A letter released on Wednesday demanding that governments agree to a legally binding treaty to end fossil fuel use worldwide gained the signatures of 17 global health organizations, including the World Health Organization and World Federation of Public Health Associations, along with health advocacy groups from more than 40 nations. It was initiated by the Global Climate and Health Alliance and Physicians for Social Responsibility.
By using the word "nonproliferation," a term more often associated with nuclear weapons, the treaty's proponents are intentionally drawing parallels between the existential threats of nuclear war and the climate crisis.
"The two overriding issues of our era — the climate crisis and the danger of nuclear war — are deeply intertwined," said Dr. Ira Helfand, the immediate past president of the International Physicians for the Prevention of Nuclear War and co-founder and past president of Physicians for Social Responsibility, IPPNW’s U.S. affiliate.
"The climate crisis is leading to greater international conflict and a growing risk of nuclear war, and nuclear war will cause catastrophic, abrupt climate disruption," said Helfand, a recipient of the 1985 Nobel Peace Prize. "The world must come together to prevent both of these existential threats."
Backers of the proposed fossil fuel ban treaty want governments to lay out a legally binding global plan to phase out the use of all carbon emissions from fossil fuels such as coal, bitumens, heavy oils, natural gas, oil and oil shales and tar sands.
It would be structured along the lines of WHO's Framework Convention on Tobacco Control, which came into force in 2005 as a response to decades of concern over the increasing death toll from tobacco use. The letter says it would be "an evidence-based international agreement" to control a category of substances well-known to be harmful to human health — and it would have the backing of the 194-nation U.N. health agency.
“The modern addiction to fossil fuels is not just an act of environmental vandalism. From the health perspective, it is an act of self-sabotage," said WHO's Director-General Tedros Adhanom Ghebreyesus, who was re-elected to a second five-year term in May.

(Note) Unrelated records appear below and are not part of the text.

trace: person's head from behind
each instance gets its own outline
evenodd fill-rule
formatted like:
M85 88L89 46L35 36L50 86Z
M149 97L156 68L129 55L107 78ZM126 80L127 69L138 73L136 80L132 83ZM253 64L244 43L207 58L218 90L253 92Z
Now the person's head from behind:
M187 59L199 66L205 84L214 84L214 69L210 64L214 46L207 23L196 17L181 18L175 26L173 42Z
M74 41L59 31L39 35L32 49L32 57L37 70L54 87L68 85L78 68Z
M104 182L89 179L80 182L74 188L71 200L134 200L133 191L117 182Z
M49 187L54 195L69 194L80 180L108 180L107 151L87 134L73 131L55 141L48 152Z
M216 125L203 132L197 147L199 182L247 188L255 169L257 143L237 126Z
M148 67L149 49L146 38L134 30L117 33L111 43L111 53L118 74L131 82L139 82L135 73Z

'The science on this is clear'
WHO says virtually the entire world, or 99% of the global population, breathes air that exceeds its air quality limits and is a threat to health.
Because of this, the U.N. health agency says, it's important to curb fossil fuel use and take other "tangible steps" to reduce air pollution levels particularly for nitrogen dioxide, a common urban pollutant and precursor of particulate matter and ozone, and for particulate matter or PM2.5.
Tiny particles of solid and liquid droplets, measuring 2.5 microns across, are formed by fuel combustion and road traffic and easily inhaled, damaging lung tissue.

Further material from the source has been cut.